It is also good practice to draw with the point, pencil, or pen as rapidly as possible all that partakes of motion-ships sailing, engines puffing out the volumes of steam and smoke, clouds, water, waving trees, and reeds. Fill up your books and scraps of paper with all sorts of shorthand notes; very likely you will not be able to decipher the wild scratchings again, but they have done their duty while you were scribbling them in by fixing something in your mind.

Watch closely as you sketch, and after you get home think it all out and write down as nearly as possible all about it-the colours you think should be used for it, the shape of it, the comparative size, and also, if you can, the poetry and emotions it awoke in you.

Books on painting, as a rule, are only confusing to the mind of the novice-filled with words difficult to comprehend, and of very little use when the conundrum is solved. Like recipe and cookery books, they serve, after you know your subject without them, to warn you against what they advise, also to advertise the many colours you are to flounder amongst for a season. But nature is the best recipe-book: her problems are as easy to unravel, and when read, serve your lifetime.

Sir Joshua Reynolds is very good and sensible on painting, although I cannot answer for his remarks on pictures.

John Ruskin's books are entertaining, splendidly and carefully prepared inside and outside, even to the colour of the morocco and calf-skin; the language as select and carefully weighed as the shade of the edges, and the title as maturely considered as the material on which it has to be printed. It is a great pleasure to handle one of his books, or even to see one of the backs on our shelves; they are like greyhounds amongst rough tykes; in fact, I have often felt sorry to open them, the bindings are such masterpieces of thought.

When opened the pleasure is not diminished, although mystification may set in at times. We sail smoothly over page after page, soothed with the harmony, exalted with the poetry, thralled with the exquisite grace, diction, and finish; we can hardly think of stopping to inquire what it is all about, it is all so delightful, so ethereal-the work of a great master of the pen.

Read and moralise, if you will, upon such beautiful touches as this: 'Morning breaks as I write along those Coniston Fells, and the level mists, motionless and grey beneath the rose of the moorlands, veil the lower woods, and the sleeping village, and the long lawns by the lake-shore.'

This passage is only one of many that remind me of splinters from the big diamond that was supposed in olden times to flash out of the head of the toad. Copy it if you can with your brush, for it is very perfect in its word-painting, and true to mornings I have seen in Cumberland.

But when he tells you how to paint, beware! for here he is a perfect will-o'-the-wisp, sparkling out with his lovely lights, and luring you on, now over dry land, now over marsh; giving at times good advice, following it up by bad; telling you practical truths or ethical fallacies.
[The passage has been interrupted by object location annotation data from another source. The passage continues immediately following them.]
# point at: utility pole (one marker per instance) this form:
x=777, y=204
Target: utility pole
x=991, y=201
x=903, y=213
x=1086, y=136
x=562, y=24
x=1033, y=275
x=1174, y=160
If he was a consistent wrecker, we should get to know his fires and steer clear of them in time; if he was all theory, we should enjoy him as we do other poets; but he is like a man who has built a fine house with chaste design and perfect decoration: it looks all that one can desire, and has only one fault, but that is a grave one-the rafters and supports are rotten.

He may be justly praising the old muddy Venetian glass, with its ever-varied though clumsily-finished designs, as compared with the sameness of our superior quality and finish; and putting absurdly silly questions into the mouth of his supposed audience, as if a scavenger who does his work honestly and comports himself uprightly could not be as good a gentleman as the aristocrat who paces by him; and making out what is done for economy, and justly so, to be the result of a false shame, forgetting the parable of the talents, or the utility of working the one as well as the five.

He may speak of the sanctity of colour, and go on abusing the coarseness of Rubens, or the sensuality of Titian and Correggio, to be perhaps followed up by the information that Titian and Tintoretto, when they looked at a human being, saw the whole of its nature inside and out, and painted it so.

He may abuse low tones, and tell us that all which is vile, and deadly, and evil is sombre in colour, although in the same breath he will admit that the tiger-skin is rather pretty, and that some bright flowers and berries are poisonous, and also that there have been lovely women not quite all honey, past and present.

He is abusing Salvator Rosa, although comparing him with painters of his time-I don't know why; or in his own graceful way changing his tune, and telling us that all good colour is pensive, and that it is blasphemy to be gay.

He may abuse the past painters of storms and gloom, to turn with gloating rapture to the tempests and gloom of Turner.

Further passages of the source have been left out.